L'aubergiste avait écouté, bouche béante, yeux ouverts et surpris, en homme qui entend choses inconnues.

--Le fait est qu'il est bien impossible de pincer cette contrebande-là, avança-t-il en hochant la tête.

--Il y a un moyen, appuya Carambol.

--Lequel?

--C'est de connaître l'endroit du chenil. On va s'embusquer dans son voisinage, la meute arrive et, v'lan! on fait main basse sur les marchandises, les chiens et le propriétaire du chenil.

--Oui, mais découvrir le chenil, c'est là le difficile! avança Trudent qui, en somme, ne me semblait pas être aussi ignorant qu'il voulait le paraître.

--Voilà pourquoi le brigadier Vernot est si mécontent de n'avoir pu retrouver, mort ou vivant encore, le chien de tête qu'il est certain d'avoir blessé, prononça l'invalide d'un ton prouvant qu'il partageait le déboire de celui dont il recevait l'hospitalité.

--Bah! fit l'aubergiste.
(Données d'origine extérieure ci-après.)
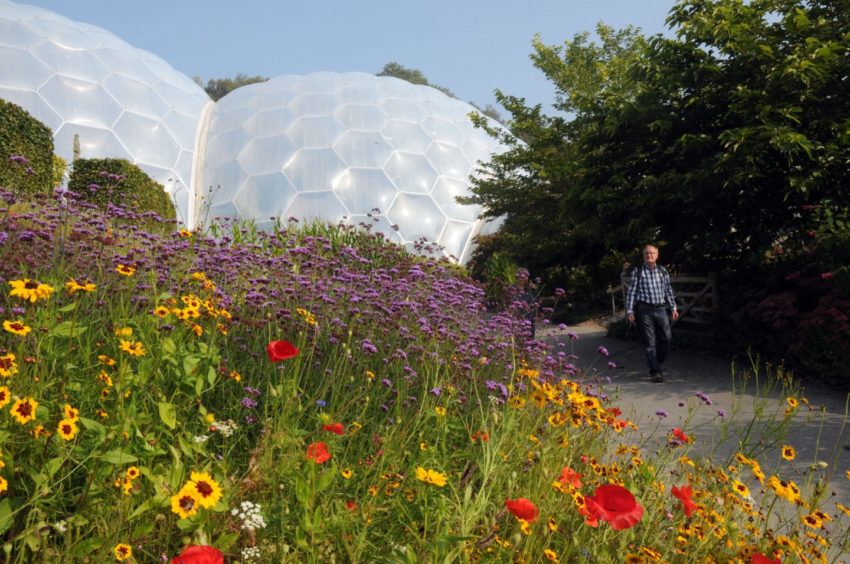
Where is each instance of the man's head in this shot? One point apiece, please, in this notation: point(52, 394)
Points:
point(650, 255)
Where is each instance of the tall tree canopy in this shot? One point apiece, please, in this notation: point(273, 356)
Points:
point(719, 141)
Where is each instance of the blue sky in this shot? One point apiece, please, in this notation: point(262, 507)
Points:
point(469, 46)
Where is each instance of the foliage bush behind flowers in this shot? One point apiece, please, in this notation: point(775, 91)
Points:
point(312, 394)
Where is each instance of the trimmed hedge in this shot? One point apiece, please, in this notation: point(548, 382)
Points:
point(26, 151)
point(119, 182)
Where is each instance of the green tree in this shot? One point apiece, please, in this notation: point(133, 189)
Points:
point(717, 140)
point(218, 88)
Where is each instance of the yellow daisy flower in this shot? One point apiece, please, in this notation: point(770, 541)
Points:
point(132, 348)
point(123, 552)
point(206, 489)
point(430, 477)
point(24, 410)
point(67, 429)
point(16, 327)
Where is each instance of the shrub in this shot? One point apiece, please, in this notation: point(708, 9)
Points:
point(121, 183)
point(26, 150)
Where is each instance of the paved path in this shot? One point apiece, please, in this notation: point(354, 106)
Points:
point(821, 434)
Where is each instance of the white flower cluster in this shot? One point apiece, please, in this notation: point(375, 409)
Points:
point(250, 514)
point(250, 553)
point(226, 428)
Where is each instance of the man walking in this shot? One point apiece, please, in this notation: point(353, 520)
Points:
point(650, 295)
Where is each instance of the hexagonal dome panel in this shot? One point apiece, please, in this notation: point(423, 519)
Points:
point(359, 188)
point(121, 101)
point(417, 217)
point(359, 142)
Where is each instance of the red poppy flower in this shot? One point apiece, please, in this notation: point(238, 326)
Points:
point(759, 558)
point(571, 477)
point(683, 494)
point(199, 555)
point(335, 428)
point(522, 509)
point(615, 504)
point(679, 434)
point(281, 350)
point(318, 452)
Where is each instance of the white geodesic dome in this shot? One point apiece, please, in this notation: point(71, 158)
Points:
point(123, 102)
point(347, 147)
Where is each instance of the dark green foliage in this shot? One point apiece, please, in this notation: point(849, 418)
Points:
point(21, 135)
point(218, 88)
point(414, 76)
point(119, 182)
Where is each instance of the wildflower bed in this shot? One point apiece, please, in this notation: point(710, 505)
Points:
point(315, 394)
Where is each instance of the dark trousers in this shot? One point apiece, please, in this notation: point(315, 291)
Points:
point(654, 326)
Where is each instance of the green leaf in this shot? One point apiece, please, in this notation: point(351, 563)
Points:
point(212, 376)
point(325, 480)
point(67, 329)
point(118, 457)
point(70, 307)
point(167, 414)
point(143, 529)
point(5, 515)
point(226, 540)
point(190, 363)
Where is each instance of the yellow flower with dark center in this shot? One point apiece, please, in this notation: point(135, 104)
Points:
point(106, 360)
point(430, 477)
point(16, 327)
point(206, 489)
point(813, 521)
point(70, 412)
point(73, 286)
point(30, 290)
point(123, 552)
point(105, 378)
point(67, 429)
point(125, 270)
point(124, 332)
point(741, 488)
point(133, 348)
point(8, 366)
point(185, 503)
point(24, 410)
point(785, 489)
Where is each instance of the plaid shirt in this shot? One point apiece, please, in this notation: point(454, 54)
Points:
point(654, 288)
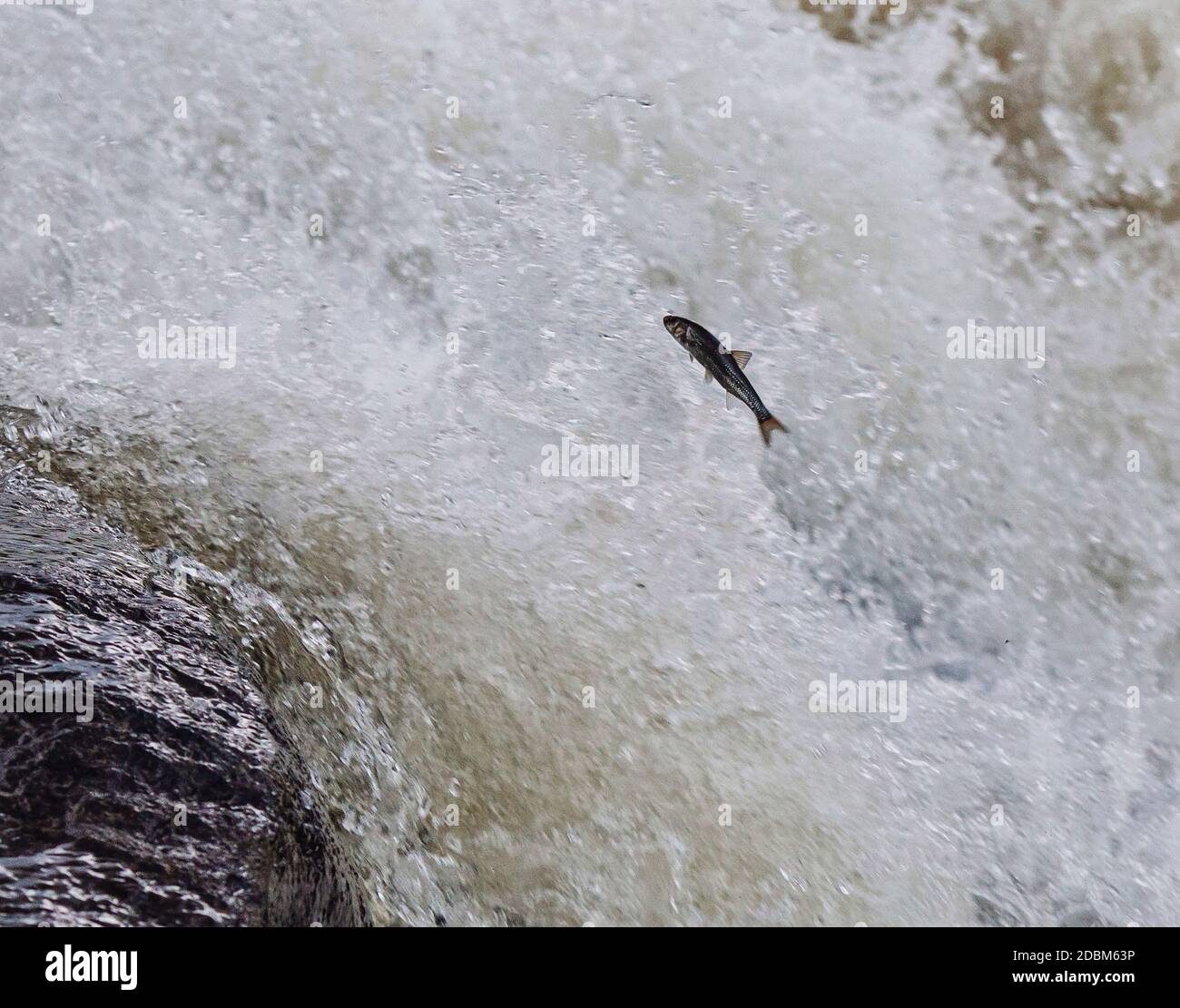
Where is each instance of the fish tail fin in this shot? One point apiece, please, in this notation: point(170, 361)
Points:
point(767, 426)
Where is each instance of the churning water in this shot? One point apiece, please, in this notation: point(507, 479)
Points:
point(444, 235)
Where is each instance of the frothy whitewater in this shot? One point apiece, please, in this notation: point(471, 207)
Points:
point(444, 236)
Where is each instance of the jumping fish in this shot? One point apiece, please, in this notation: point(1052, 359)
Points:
point(726, 366)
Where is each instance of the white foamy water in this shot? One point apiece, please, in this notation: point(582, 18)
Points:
point(488, 284)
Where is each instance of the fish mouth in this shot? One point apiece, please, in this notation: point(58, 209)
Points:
point(676, 326)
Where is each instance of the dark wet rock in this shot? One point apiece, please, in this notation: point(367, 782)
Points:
point(181, 800)
point(992, 915)
point(954, 671)
point(1084, 917)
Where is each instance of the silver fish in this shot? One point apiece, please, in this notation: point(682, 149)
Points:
point(726, 366)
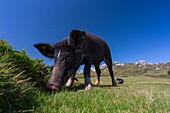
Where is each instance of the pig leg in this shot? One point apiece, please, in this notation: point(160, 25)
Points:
point(87, 80)
point(71, 80)
point(98, 71)
point(108, 62)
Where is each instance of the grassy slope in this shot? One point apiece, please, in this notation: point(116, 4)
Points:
point(144, 90)
point(137, 94)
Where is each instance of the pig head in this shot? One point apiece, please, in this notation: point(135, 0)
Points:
point(78, 48)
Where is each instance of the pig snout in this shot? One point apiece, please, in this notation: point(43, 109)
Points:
point(51, 86)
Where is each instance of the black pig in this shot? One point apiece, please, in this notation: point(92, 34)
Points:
point(78, 48)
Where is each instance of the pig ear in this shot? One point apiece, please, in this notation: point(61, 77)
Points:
point(77, 38)
point(46, 49)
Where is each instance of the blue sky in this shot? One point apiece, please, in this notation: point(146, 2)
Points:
point(134, 29)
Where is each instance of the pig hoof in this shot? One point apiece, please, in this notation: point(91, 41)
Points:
point(69, 82)
point(97, 83)
point(88, 87)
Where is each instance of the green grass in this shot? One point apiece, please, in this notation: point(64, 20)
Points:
point(22, 81)
point(137, 94)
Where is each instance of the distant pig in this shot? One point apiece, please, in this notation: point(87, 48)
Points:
point(78, 48)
En admettant qu'il eût trouvé le chien encore vivant...

--Alors le brigadier avait grande chance de découvrir le chenil. Il aurait soigné et guéri l'animal, puis, un beau matin, il aurait mis le chien en laisse et il y a cent à parier que la bête, qu'il aurait laissée deux jours à jeun, l'aurait conduit tout droit au chenil, où elle savait trouver une bonne pâtée.

--Voyez-vous ça! lâcha Trudent d'une voix qui semblait émerveillée, mais dans laquelle, suivant moi, se trahissait un petit tremblement.

Et il me parut que son tremblement s'accentuait davantage quand il demanda à Carambol:

--Vrai de vrai! Mort ou vivant, le brigadier n'a pas retrouvé son chien?

--Puisque je vous le dis, monsieur Trudent! affirma l'invalide.

--Je vous crois! je vous crois! répéta vivement l'aubergiste dont le ton, maintenant, sonnait si joyeux que la certitude m'arriva que ce gaillard-là était le contrebandier inconnu à la découverte duquel s'acharnait le brigadier Vernot.

Cependant Carambol avait repris:

--Si le chien n'est pas mort et qu'il ait été trouvé par quelqu'un, ce quelqu'un-là, pour un peu qu'il soit malin, aura une belle balle à jouer.

--En quoi faisant? s'informa Trudent repris par son petit tremblement de voix.

--Il aura deux cordes à son arc... Ou il ira trouver Vernot qui de grand coeur--car il est enragé après son contrebandier--partagera la prime de la saisie que le chien aura facilitée.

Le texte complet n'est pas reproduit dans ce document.